Tamara Drewe – the Film and the Representation of Writers



You look good. Thanks for coming back. It’s because it’s Friday isn’t it? You smile but say nothing. You sip the hot tea I’ve given you. I won’t tax you by rambling on too much today I promise.

I watched the film  a week ago and was surprised to find that I enjoyed it. During the film I found myself laughing out loud a few times. It was mostly because of how it represented writers in the film.

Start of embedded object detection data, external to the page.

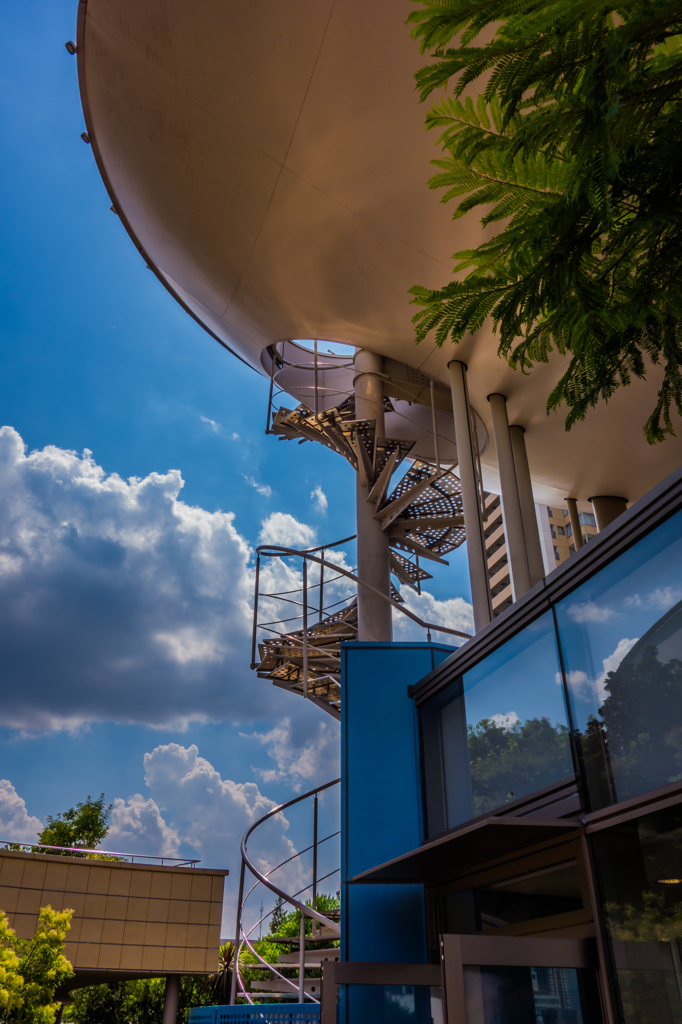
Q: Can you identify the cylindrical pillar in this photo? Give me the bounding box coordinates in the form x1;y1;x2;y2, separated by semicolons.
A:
163;974;180;1024
588;495;628;532
487;394;530;601
566;498;583;551
353;348;393;641
447;359;493;632
509;426;545;587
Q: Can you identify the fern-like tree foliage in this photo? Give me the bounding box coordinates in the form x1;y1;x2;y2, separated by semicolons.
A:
410;0;682;443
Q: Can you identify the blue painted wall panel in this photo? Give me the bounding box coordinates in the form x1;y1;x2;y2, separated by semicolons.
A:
341;643;453;1024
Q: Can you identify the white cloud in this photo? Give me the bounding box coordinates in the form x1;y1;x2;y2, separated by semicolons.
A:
0;427;301;734
568;601;615;623
106;793;180;857
594;637;639;705
491;711;520;732
556;637;639;705
258;512;316;549
245;718;341;793
648;587;682;611
242;473;272;498
140;743;305;934
393;586;474;647
199;416;222;434
0;778;44;843
310;484;329;513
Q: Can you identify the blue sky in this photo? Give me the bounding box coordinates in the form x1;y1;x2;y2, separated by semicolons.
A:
0;0;469;929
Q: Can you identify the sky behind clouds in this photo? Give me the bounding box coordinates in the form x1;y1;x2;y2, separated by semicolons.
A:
0;0;470;929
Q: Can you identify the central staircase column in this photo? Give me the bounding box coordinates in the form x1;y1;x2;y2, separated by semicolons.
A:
353;348;393;642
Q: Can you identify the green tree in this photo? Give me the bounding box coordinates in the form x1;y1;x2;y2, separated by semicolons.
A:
409;0;682;442
467;718;573;815
0;906;74;1024
38;793;112;856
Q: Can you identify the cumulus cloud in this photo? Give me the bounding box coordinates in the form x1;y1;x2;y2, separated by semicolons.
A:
242;473;272;498
258;512;316;549
199;416;222;434
0;778;45;843
310;484;329;513
491;711;520;732
245;718;340;793
556;637;639;705
393;586;474;647
0;427;301;733
568;601;615;623
106;790;180;857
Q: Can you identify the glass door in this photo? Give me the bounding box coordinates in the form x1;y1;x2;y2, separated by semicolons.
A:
441;935;602;1024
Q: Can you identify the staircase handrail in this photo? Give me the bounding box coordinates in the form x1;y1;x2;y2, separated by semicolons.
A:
242;778;341;935
251;544;472;638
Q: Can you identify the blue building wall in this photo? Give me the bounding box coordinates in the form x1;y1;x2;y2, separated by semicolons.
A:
341;643;453;1024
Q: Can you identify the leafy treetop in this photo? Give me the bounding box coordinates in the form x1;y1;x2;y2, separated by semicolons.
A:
409;0;682;442
0;906;74;1024
38;793;112;852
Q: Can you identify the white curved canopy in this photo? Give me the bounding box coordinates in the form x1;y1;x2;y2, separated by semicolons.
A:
79;0;682;504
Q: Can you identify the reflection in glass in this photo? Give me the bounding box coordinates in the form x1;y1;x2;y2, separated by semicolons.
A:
348;985;443;1024
464;967;601;1024
594;807;682;1024
435;860;583;935
422;612;573;836
556;513;682;809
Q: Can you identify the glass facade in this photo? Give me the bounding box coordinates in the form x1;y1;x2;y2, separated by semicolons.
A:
434;860;583;935
421;512;682;837
556;513;682;810
422;612;573;836
593;806;682;1024
464;967;601;1024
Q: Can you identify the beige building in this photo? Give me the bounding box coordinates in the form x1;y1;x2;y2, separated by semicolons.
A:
0;850;228;987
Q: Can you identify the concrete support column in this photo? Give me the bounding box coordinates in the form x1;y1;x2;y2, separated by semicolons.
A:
447;359;493;632
163;974;180;1024
487;394;530;601
353;348;393;641
588;495;628;534
509;427;545;587
566;498;583;551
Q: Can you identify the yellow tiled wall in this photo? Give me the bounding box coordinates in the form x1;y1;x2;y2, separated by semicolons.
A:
0;850;227;973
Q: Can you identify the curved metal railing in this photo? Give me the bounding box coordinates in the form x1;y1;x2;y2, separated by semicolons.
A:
229;778;341;1005
0;839;201;867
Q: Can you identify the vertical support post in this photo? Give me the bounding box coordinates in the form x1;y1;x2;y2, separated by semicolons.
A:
319;548;325;623
251;555;260;669
314;338;319;421
447;359;493;632
229;860;246;1007
312;793;317;928
353;348;393;641
298;910;305;1002
163;974;180;1024
487;394;530;601
566;498;583;551
509;426;545;587
303;558;308;697
429;379;440;473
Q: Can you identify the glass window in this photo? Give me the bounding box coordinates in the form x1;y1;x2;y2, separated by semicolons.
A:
556;513;682;809
464;967;601;1024
593;806;682;1024
422;612;573;836
434;860;583;935
348;985;443;1024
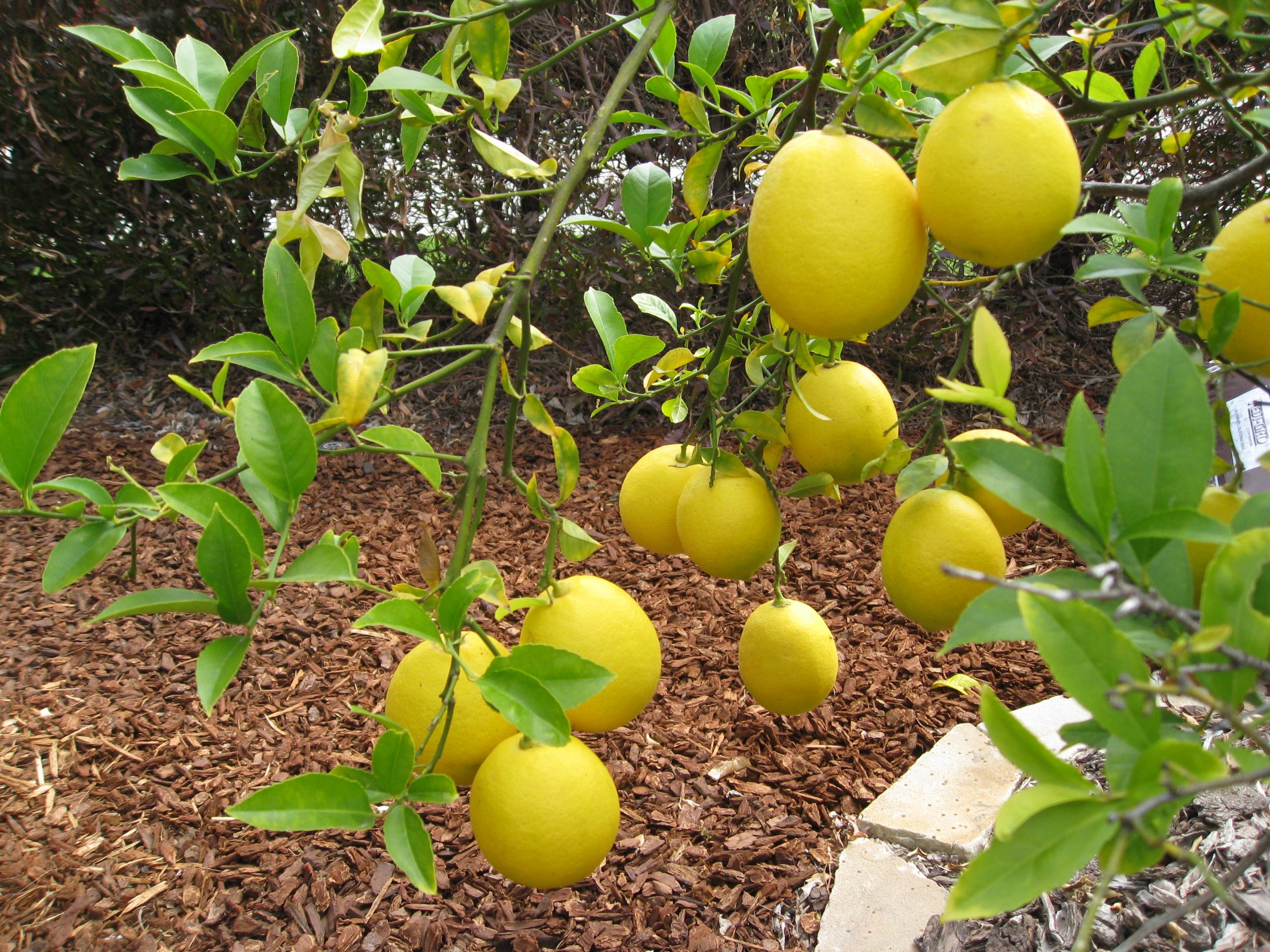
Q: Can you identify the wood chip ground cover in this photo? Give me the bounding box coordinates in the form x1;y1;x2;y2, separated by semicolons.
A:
0;381;1070;952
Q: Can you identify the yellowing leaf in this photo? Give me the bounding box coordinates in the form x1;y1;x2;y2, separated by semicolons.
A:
335;348;388;426
931;674;983;694
507;317;555;351
899;27;1003;95
470;125;558;181
330;0;383;60
1159;129;1191;155
150;433;186;465
433;281;494;324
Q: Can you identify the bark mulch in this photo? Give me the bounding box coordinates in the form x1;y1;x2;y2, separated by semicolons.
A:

It alluded to the writing process and how writers work.
Adapted from the original Posy Simmonds comic strip series, the film was directed by Stephen Frears and the screenplay written by Moira Buffini.
Tamara Drewe is a very funny film, an adroitly observed satire on sexual mores, the pretensions of literary folk and country life that combines rural rumpy-pumpy with an ending of grand-guignol horror that gives lie to the notion of the countryside as tranquil arcadia. 
Posh (Gemma Arterton) returns to her hometown set in rural middle-class Dorset countryside and stirs up drama at the nearby farm that functions as a writer’s retreat.
The farm is run by Beth (Tamsin Greig) who tirelessly caters for her best-selling author husband Nicholas (Roger Allam) who prides himself of churning out ten pages every day. In the film he says ‘The real secret to being a writer is knowing how to lie.’ In the film he is both a liar and a cheat.
It is the character Glen (Bill Camp), an American writer, that made me chuckle when he complains about having writer’s block comparing it to being constipated. Later when his writing is flowing he gets excited and compares it to having just passed a big massive stool. I can’t remember the exact words he used but it was funny. At one point, Glen says ‘my kind of books aren’t about sales’ and you get a table full of writers chatting about self-publishing. And of course, Glen is writing about Thomas Hardy alluding to the fact that Simmonds’ comic strip series is based on Thomas Hardy’s Far from the Madding Crowd.
Whatever the merits or flaws of the film, there were some really good lines in it.
The film ends with Nicholas’s view that all writers are thieves and liars. That’s a bit harsh. As writers, we do steal from life and we do make things up. But don’t all artists? Doesn’t everyone?
What did I think of the film?
I enjoyed it mostly because of the references to writers and writing. The most likeable character I found was Glen – though by the end of the film I wasn’t sure. Tamara Drewe has been compared to Bridget Jones and I’m sorry but you can’t compare the two. Bridget Jones was an extremely likeable character – not so much.
Have a great weekend.
Have you seen the film?
What did you think of how it represented writers and the writing process?